Eve da Silva Msc, PgDip
How to claim back your inherent capacity to innovate, decorate and transform.
Updated: Feb 27, 2020
Your creative potential is the key to your wellbeing and to your happiness. Never let anyone take that away from you.

We live in a world where the call to "be creative" has become a byword for everything from throwing paint at a canvas to finding a way to stretch a budget to achieve a seemingly impossible task in the workplace.
This is because creativity is the use of imagination to create something or to express an idea.
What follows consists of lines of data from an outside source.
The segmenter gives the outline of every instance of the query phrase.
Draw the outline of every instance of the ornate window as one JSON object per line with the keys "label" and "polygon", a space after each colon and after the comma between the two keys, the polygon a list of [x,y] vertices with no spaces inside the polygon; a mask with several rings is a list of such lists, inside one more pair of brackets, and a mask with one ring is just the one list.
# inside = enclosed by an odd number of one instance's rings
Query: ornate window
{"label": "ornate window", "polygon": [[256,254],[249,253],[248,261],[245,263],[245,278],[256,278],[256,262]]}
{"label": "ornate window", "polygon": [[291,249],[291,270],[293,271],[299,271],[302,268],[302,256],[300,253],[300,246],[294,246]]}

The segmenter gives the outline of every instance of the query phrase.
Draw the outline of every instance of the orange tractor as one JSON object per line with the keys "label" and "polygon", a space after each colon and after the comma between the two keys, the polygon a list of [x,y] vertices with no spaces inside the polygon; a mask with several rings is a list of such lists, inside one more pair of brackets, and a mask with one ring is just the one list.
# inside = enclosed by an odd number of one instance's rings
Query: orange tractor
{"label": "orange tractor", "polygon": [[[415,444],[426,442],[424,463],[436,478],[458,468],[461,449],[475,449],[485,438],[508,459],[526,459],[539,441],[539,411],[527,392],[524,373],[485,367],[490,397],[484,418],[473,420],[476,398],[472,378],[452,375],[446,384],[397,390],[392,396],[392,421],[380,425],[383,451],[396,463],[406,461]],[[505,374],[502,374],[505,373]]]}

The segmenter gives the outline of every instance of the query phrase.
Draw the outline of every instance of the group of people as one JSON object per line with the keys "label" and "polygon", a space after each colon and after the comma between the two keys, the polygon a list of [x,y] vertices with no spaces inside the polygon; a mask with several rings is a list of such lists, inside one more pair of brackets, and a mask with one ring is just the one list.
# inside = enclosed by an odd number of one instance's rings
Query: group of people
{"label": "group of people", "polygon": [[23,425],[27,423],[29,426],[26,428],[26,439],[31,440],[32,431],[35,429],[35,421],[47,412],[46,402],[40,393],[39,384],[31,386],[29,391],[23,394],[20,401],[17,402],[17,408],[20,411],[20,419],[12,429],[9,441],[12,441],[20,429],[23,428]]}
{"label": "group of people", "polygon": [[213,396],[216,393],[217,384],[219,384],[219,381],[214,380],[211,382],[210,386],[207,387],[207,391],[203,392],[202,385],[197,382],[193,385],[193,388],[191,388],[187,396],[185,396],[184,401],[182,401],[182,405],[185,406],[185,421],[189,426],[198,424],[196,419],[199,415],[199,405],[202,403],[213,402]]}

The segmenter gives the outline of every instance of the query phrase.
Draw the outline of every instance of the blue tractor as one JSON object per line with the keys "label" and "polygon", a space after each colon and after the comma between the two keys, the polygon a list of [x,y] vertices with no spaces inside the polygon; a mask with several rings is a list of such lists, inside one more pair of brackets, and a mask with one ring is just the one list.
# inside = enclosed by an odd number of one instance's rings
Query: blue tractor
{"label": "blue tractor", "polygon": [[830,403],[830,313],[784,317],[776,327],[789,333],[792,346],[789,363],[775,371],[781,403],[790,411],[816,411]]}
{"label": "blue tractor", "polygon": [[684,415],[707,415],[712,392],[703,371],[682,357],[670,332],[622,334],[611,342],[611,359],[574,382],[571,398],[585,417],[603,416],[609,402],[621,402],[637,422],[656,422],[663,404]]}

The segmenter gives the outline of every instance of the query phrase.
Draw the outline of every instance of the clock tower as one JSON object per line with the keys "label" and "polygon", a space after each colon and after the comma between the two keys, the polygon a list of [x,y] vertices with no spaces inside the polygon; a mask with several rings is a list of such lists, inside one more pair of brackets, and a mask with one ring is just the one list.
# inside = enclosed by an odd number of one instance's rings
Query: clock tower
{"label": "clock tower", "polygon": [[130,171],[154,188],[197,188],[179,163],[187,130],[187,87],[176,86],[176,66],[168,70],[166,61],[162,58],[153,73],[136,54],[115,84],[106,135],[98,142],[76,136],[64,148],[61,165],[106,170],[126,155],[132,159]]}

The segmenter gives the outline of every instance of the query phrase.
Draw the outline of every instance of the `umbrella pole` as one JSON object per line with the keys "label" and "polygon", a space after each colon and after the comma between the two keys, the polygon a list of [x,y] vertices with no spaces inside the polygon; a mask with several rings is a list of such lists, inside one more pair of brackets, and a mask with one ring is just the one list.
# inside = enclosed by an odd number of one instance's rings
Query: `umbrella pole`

Using the imagination is so integral to our perception and thought processes that we cannot avoid it, it is simply a part of the way our brains and hearts process information.
However, for many societal reasons, for many people creativity is considered to be the realm of the talented and gifted artist, of the persistent perfectionist or of the deluded time waster.
The idea that you are actually creative on a daily basis regardless of whether you call it creativity may take you off guard but from a psychological point of view you are, because creativity, and engaging your imagination is essential to your daily information processing.
Notice your inner artist
Your inner artist is always with you. Your inner artist emerges as you choose your outfit, as you admire a flower, as you notice beauty, symmetry or a scene that evokes a strong emotion or sense of knowing due to it's symbolism of the larger human condition.
Your inner artist edits your documents at work, tastes the food as you cook and adds the right flavour, doodles absentmindedly, sings along with a favourite song and takes time choosing the wrapping for a special gift.
Your inner artist imagines (sometimes rightly, sometimes wrongly) someone else's point of view. Your inner artist is with you always because your inner artist is you.
The point of embracing your existent creativity; even if you don't consider yourself to be talented; is to begin to allow yourself to truly embrace, notice and enjoy the constant moments throughout your day that you inner artist emerges and seeks to appreciate or add meaning to your world.
When you deny your creativity and take it for granted you miss out on one of the great joys of being human - that creative endeavours are not simply a means to an end but are also an end in themselves.
Once you start to notice your inherent creativity and enjoy it you may also begin to give yourself permission to take it more seriously and commit to the goal you thought long gone, of learning a musical instrument, starting a drawing course or learning to cook a new cuisine. It is never too late to nurture your creativity and with it your self esteem, happiness and sense of wonder.